PESCARA: SCONTRO TRA I MAGISTRATI E D’ALFONSO A COLPI DI COMUNICATI STAMPA

l’Associazione nazionale magistrati (Anm) d’Abruzzo riferisce di una sua “profonda preoccupazione” per attacchi, attraverso mezzi social, da parte del deputato Luciano D’Alfonso, del Partito democratico, verso “Andrea Di Giovanni, magistrato della Procura della Repubblica presso il Tribunale di Pescara”.

D’Alfonso si è più volte espresso “su vicende giudiziarie in fase di indagini preliminari oppure nelle quali è stata esercitata l’azione penale ovvero è in corso l’istruttoria dibattimentale, descrivendo il dott. Di Giovanni con soprannomi, ha adombrato, a tacere dello sgradevole accenno a stanze buie, che lo stesso abbia svolto la propria attività allo scopo di ottenere se non convenienze quantomeno consenso. La Giunta dell’Ans, esprimendo vicinanza e solidarietà al dott. Andrea Di Giovanni auspica la fine di tali ingiustificate aggressioni che peraltro si è certi non condizionino in maniera alcuna l’operato dei Magistrati”.

D’Alfonso, parlando del magistrato, non citandolo in maniera esplicita, parla della “figura che, in ragione di un contratto elevatissimo con lo Stato, delicatissimo come funzione, ritiene di dover stupire, ingigantire, meravigliare, fare in modo di rendersi quasi una infrastruttura della città e della società, spero non per ottenere convenienze, ma per avere consenso”.

La riposta del deputato del piddì non si fa attendere e D’Alfonso scrive che:” L’Anm ha ragione, e non potrebbe essere altrimenti; io, per parte mia, ho esposto le ragioni che mi sono state evidenziate e circostanziate. Nelle mie interviste ho voluto rendere pubblici elementi certi e fatti che meritano di essere noti non solo a una cerchia ristretta ma alla pubblica opinione che ha diritto a essere informata.

E’ un fatto che si sia cercato contro l’ordinamento di conoscere il contenuto delle mie conversazioni whatsapp, che io avrei messo volentieri a disposizione se solo mi fosse stato chiesto. E’ contro tutto quello che io avrei anche solo immaginato che chi conduce un’indagine abbia voluto professarsi “il solo panzer della Procura”, una dichiarazione certamente inopportuna e improbabile. Semmai si potrebbe dire che meno panzer produrrebbero meno panzane in giro.

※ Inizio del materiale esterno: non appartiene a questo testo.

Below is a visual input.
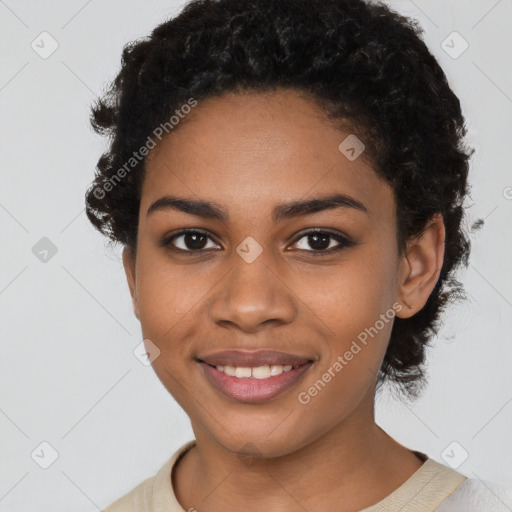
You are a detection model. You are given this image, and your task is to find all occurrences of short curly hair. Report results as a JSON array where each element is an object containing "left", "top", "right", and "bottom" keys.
[{"left": 86, "top": 0, "right": 472, "bottom": 398}]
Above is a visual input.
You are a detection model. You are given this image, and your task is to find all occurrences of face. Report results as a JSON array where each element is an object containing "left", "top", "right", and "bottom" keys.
[{"left": 123, "top": 90, "right": 442, "bottom": 456}]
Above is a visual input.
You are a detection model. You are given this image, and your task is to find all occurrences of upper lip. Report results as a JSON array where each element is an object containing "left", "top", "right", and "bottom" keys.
[{"left": 197, "top": 350, "right": 312, "bottom": 367}]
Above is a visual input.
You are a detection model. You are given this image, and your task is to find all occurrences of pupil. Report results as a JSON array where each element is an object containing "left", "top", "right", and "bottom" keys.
[
  {"left": 308, "top": 234, "right": 329, "bottom": 250},
  {"left": 185, "top": 233, "right": 206, "bottom": 249}
]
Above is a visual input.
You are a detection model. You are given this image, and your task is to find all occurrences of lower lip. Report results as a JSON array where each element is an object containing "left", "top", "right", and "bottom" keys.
[{"left": 199, "top": 361, "right": 313, "bottom": 404}]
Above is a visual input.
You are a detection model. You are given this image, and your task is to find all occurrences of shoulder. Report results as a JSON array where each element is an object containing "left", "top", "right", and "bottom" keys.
[
  {"left": 102, "top": 439, "right": 196, "bottom": 512},
  {"left": 437, "top": 478, "right": 512, "bottom": 512},
  {"left": 102, "top": 475, "right": 156, "bottom": 512}
]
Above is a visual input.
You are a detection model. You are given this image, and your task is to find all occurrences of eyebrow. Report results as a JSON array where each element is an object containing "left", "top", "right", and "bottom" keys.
[{"left": 146, "top": 194, "right": 368, "bottom": 223}]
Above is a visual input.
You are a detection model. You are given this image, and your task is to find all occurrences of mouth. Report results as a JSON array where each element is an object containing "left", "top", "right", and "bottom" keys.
[{"left": 196, "top": 351, "right": 314, "bottom": 404}]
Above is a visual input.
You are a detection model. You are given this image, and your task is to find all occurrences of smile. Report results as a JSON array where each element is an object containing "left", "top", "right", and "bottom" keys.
[{"left": 198, "top": 361, "right": 313, "bottom": 404}]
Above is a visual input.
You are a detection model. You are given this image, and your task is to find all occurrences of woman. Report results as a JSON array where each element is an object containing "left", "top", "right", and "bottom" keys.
[{"left": 86, "top": 0, "right": 506, "bottom": 512}]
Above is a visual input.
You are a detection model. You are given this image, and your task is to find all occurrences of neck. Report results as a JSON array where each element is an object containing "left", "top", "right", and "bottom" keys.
[{"left": 173, "top": 400, "right": 422, "bottom": 512}]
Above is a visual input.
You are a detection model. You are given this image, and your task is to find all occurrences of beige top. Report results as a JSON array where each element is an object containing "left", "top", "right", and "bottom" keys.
[{"left": 103, "top": 439, "right": 466, "bottom": 512}]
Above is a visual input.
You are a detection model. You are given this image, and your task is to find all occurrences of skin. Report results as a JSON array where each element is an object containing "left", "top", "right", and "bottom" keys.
[{"left": 123, "top": 89, "right": 445, "bottom": 512}]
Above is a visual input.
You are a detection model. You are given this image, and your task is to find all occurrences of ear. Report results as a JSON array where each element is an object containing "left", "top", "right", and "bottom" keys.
[
  {"left": 396, "top": 213, "right": 445, "bottom": 318},
  {"left": 123, "top": 246, "right": 140, "bottom": 320}
]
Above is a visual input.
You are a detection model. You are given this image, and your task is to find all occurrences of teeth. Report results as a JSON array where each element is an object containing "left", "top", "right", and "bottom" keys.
[{"left": 216, "top": 364, "right": 293, "bottom": 379}]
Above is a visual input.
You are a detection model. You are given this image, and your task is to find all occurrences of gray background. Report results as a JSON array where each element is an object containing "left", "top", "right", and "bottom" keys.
[{"left": 0, "top": 0, "right": 512, "bottom": 512}]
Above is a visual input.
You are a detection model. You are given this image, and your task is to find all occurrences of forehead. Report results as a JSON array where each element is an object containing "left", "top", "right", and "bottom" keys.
[{"left": 141, "top": 89, "right": 394, "bottom": 219}]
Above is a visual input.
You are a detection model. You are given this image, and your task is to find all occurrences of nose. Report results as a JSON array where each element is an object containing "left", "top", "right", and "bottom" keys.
[{"left": 210, "top": 251, "right": 297, "bottom": 333}]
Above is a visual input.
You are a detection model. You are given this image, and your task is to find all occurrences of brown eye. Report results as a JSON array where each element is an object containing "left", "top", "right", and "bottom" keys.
[
  {"left": 295, "top": 230, "right": 355, "bottom": 256},
  {"left": 162, "top": 230, "right": 219, "bottom": 252}
]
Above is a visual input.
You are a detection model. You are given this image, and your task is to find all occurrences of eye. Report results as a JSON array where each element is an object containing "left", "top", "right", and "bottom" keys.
[
  {"left": 162, "top": 229, "right": 219, "bottom": 253},
  {"left": 288, "top": 229, "right": 356, "bottom": 256}
]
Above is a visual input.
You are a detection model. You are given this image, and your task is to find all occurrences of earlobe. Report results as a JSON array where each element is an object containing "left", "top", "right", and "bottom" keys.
[
  {"left": 397, "top": 213, "right": 445, "bottom": 318},
  {"left": 123, "top": 246, "right": 140, "bottom": 320}
]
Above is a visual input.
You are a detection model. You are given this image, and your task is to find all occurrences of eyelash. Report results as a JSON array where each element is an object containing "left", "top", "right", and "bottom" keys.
[{"left": 161, "top": 228, "right": 357, "bottom": 257}]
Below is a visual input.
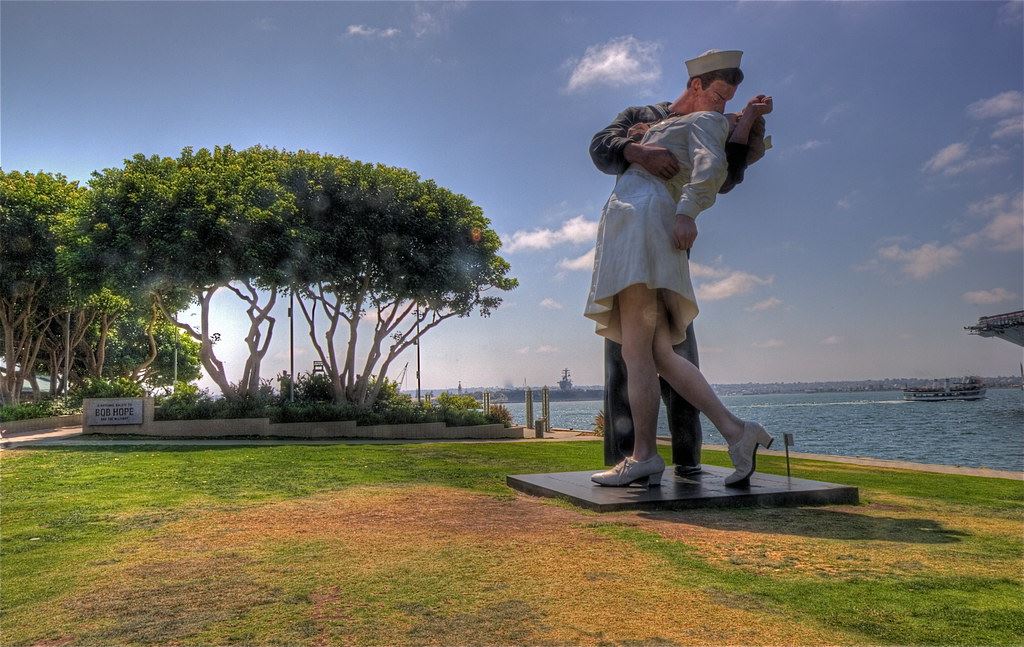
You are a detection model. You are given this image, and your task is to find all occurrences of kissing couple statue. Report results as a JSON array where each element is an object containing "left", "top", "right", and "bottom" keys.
[{"left": 585, "top": 50, "right": 772, "bottom": 487}]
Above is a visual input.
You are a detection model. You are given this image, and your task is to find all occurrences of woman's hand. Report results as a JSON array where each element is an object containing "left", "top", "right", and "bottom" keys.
[
  {"left": 626, "top": 122, "right": 650, "bottom": 141},
  {"left": 743, "top": 94, "right": 773, "bottom": 119},
  {"left": 672, "top": 214, "right": 697, "bottom": 252}
]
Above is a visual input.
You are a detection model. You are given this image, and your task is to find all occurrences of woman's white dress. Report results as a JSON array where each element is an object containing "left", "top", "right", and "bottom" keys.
[{"left": 584, "top": 112, "right": 729, "bottom": 345}]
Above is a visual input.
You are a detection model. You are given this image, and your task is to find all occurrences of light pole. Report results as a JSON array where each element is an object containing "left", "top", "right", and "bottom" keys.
[
  {"left": 288, "top": 287, "right": 295, "bottom": 402},
  {"left": 416, "top": 303, "right": 423, "bottom": 406},
  {"left": 63, "top": 310, "right": 71, "bottom": 396}
]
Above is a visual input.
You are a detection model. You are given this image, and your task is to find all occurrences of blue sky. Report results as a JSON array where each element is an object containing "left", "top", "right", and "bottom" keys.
[{"left": 0, "top": 2, "right": 1024, "bottom": 388}]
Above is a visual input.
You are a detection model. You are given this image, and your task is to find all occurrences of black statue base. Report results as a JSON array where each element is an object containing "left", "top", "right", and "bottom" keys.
[{"left": 505, "top": 465, "right": 858, "bottom": 512}]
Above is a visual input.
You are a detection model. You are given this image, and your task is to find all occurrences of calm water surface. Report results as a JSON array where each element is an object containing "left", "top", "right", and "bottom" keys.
[{"left": 506, "top": 389, "right": 1024, "bottom": 471}]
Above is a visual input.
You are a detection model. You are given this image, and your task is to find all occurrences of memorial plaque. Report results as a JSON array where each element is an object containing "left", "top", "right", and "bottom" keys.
[{"left": 85, "top": 397, "right": 143, "bottom": 427}]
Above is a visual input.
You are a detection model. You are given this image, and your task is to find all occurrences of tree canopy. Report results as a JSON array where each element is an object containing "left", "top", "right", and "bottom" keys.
[{"left": 0, "top": 146, "right": 517, "bottom": 404}]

Se fosse gradito un suggerimento, osserverei questo: se chi fa queste dichiarazioni si concentrasse di meno su di sé, sarebbe meno probabile la circolazione di materie coperte da segreto istruttorio. Sulle stanze buie ci sarà modo di precisare nel merito e nel dettaglio, sempre volendo adempiere al dovere di rendere noto tutto quello che ha valore pubblico nella nostra comunità e di difendere così le stesse istituzioni democratiche, inclusa la magistratura, nei confronti della quale esprimo il rispetto doveroso e convinto di sincero democratico.”